Outside clinical and ceremonial settings, hallucinogens are used recreationally for the altered states of consciousness they produce: vivid visual distortions, shifts in time perception, intensified emotions, and feelings of connection or insight. LSD, psilocybin mushrooms, and DMT are among the most common. Doses in recreational contexts are typically much higher than microdoses but vary widely depending on the substance and the user’s experience.

The concept of “set and setting” applies across all contexts but is especially relevant here. “Set” refers to your mindset going in, including your mood, expectations, and mental health history. “Setting” refers to the physical and social environment. Researchers have identified four basic modalities: therapeutic, clinical trial, ritualistic, and recreational, each with different parameters for safety and outcomes. In recreational use, where professional support is absent, attention to set and setting becomes one of the most important harm reduction strategies.

Risks and Drug Interactions

Hallucinogens carry real risks, particularly when combined with other substances. One of the most dangerous interactions involves ayahuasca and common antidepressants. Ayahuasca contains natural compounds that block an enzyme responsible for breaking down serotonin. If you’re also taking an SSRI or SNRI (medications like fluoxetine, sertraline, citalopram, or paroxetine), serotonin can accumulate to dangerous levels in the brain. This condition, serotonin toxicity, can be life-threatening. Case reports have documented symptoms resembling serotonin toxicity after someone took ayahuasca while on fluoxetine.

Lithium, commonly prescribed for bipolar disorder, poses another serious risk. There are multiple reported cases of seizures occurring when lithium was combined with LSD or psilocybin. On the other end of the spectrum, certain medications can simply cancel out a hallucinogen’s effects entirely. Antipsychotics and some antidepressants that block serotonin receptors, including mirtazapine and risperidone, are expected to significantly diminish or eliminate the psychedelic experience.

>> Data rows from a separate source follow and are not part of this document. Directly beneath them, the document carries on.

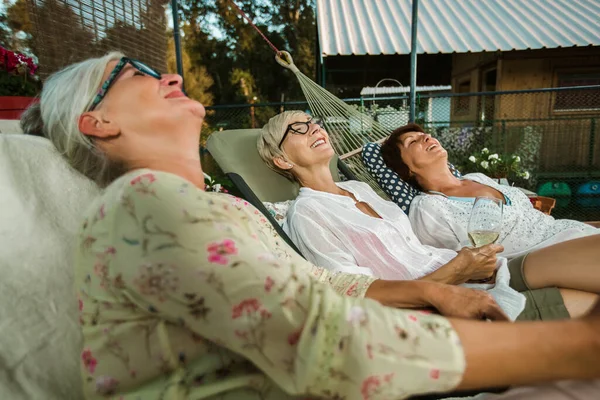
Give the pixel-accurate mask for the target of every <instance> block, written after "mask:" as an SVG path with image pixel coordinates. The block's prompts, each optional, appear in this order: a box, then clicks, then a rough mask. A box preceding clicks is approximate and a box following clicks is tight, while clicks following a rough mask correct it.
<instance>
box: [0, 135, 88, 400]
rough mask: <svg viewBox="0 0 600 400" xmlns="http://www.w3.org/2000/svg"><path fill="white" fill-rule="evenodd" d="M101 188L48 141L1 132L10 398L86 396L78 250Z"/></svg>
mask: <svg viewBox="0 0 600 400" xmlns="http://www.w3.org/2000/svg"><path fill="white" fill-rule="evenodd" d="M98 193H99V190H98V188H97V187H96V186H95V185H94V184H93V183H92V182H91V181H89V180H87V179H86V178H84V177H82V176H81V175H79V174H78V173H77V172H75V171H74V170H72V169H71V168H70V167H69V166H68V165H67V163H66V162H65V161H64V160H63V159H62V157H61V156H60V155H59V154H58V153H57V152H56V150H55V149H54V147H53V146H52V144H51V143H50V142H49V141H48V140H46V139H43V138H39V137H33V136H26V135H8V134H1V135H0V276H1V277H2V279H0V360H2V373H0V393H2V396H1V397H2V398H6V399H80V398H82V390H81V378H80V372H79V353H80V350H81V348H80V345H81V339H80V337H81V334H80V329H79V325H78V313H77V299H76V296H75V294H74V288H73V264H72V258H73V257H72V256H73V254H74V239H75V234H76V231H77V229H78V227H79V224H80V216H81V214H82V213H83V211H84V209H85V208H86V206H87V204H89V202H90V201H91V200H92V199H93V198H94V197H95V196H97V194H98Z"/></svg>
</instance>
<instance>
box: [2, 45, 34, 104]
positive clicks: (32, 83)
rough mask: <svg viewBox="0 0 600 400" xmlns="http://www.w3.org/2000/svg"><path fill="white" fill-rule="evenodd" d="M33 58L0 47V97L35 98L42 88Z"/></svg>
mask: <svg viewBox="0 0 600 400" xmlns="http://www.w3.org/2000/svg"><path fill="white" fill-rule="evenodd" d="M37 69H38V66H37V65H36V64H35V62H34V61H33V59H32V58H31V57H27V56H26V55H24V54H21V53H17V52H14V51H10V50H7V49H5V48H3V47H0V96H28V97H32V96H35V95H36V94H37V93H38V91H39V90H40V88H41V82H40V79H39V77H38V76H37V75H36V72H37Z"/></svg>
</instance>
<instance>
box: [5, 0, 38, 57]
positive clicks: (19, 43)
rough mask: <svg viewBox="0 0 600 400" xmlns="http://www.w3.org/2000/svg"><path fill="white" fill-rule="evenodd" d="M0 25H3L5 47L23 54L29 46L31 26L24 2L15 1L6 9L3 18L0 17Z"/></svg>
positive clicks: (27, 10) (28, 15) (29, 19)
mask: <svg viewBox="0 0 600 400" xmlns="http://www.w3.org/2000/svg"><path fill="white" fill-rule="evenodd" d="M0 24H3V25H4V29H3V31H4V32H3V33H0V36H4V37H5V39H4V40H3V42H5V46H6V47H8V48H10V49H11V50H14V51H19V52H25V51H26V50H27V48H28V47H29V46H30V44H31V43H30V40H31V32H32V30H33V25H32V23H31V16H30V13H29V10H28V9H27V4H26V2H25V0H17V1H16V2H14V3H13V4H11V6H10V7H8V8H7V10H6V14H5V15H4V17H2V16H0Z"/></svg>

A longer-term risk is hallucinogen persisting perception disorder, or HPPD, where visual disturbances that first appeared during a trip continue recurring afterward. Symptoms are primarily visual: trailing images, halos, geometric patterns, or flickering in the visual field. The DSM-5 estimates a prevalence of about 4.2% among hallucinogen users, though researchers acknowledge that reliable numbers are hard to pin down. HPPD comes in two forms: a mild, brief type with short flashbacks, and a more persistent type involving ongoing visual disturbances that cause significant distress.

Legal Status in the United States

Most hallucinogens remain Schedule I controlled substances under federal law, meaning they are illegal to manufacture, possess, or distribute. But the legal landscape is changing at the state and city level. Oregon became the first state to create a regulated framework for psilocybin therapy. Colorado followed in 2022, when voters passed Proposition 122 to establish its own regulated access model. Several California cities, including Oakland, Santa Cruz, Arcata, Berkeley, and San Francisco, have unanimously passed resolutions making personal use and possession of certain psychedelics the lowest priority for law enforcement. These local measures do not legalize the substances but effectively signal that police and prosecutors should focus resources elsewhere.

The gap between federal prohibition and state-level reform creates a complicated patchwork. Therapeutic use in clinical trials remains legal under FDA oversight regardless of a substance’s schedule status, which is how psilocybin and MDMA trials have proceeded. But outside of approved research or the handful of state programs, possession still carries legal consequences in most of the country.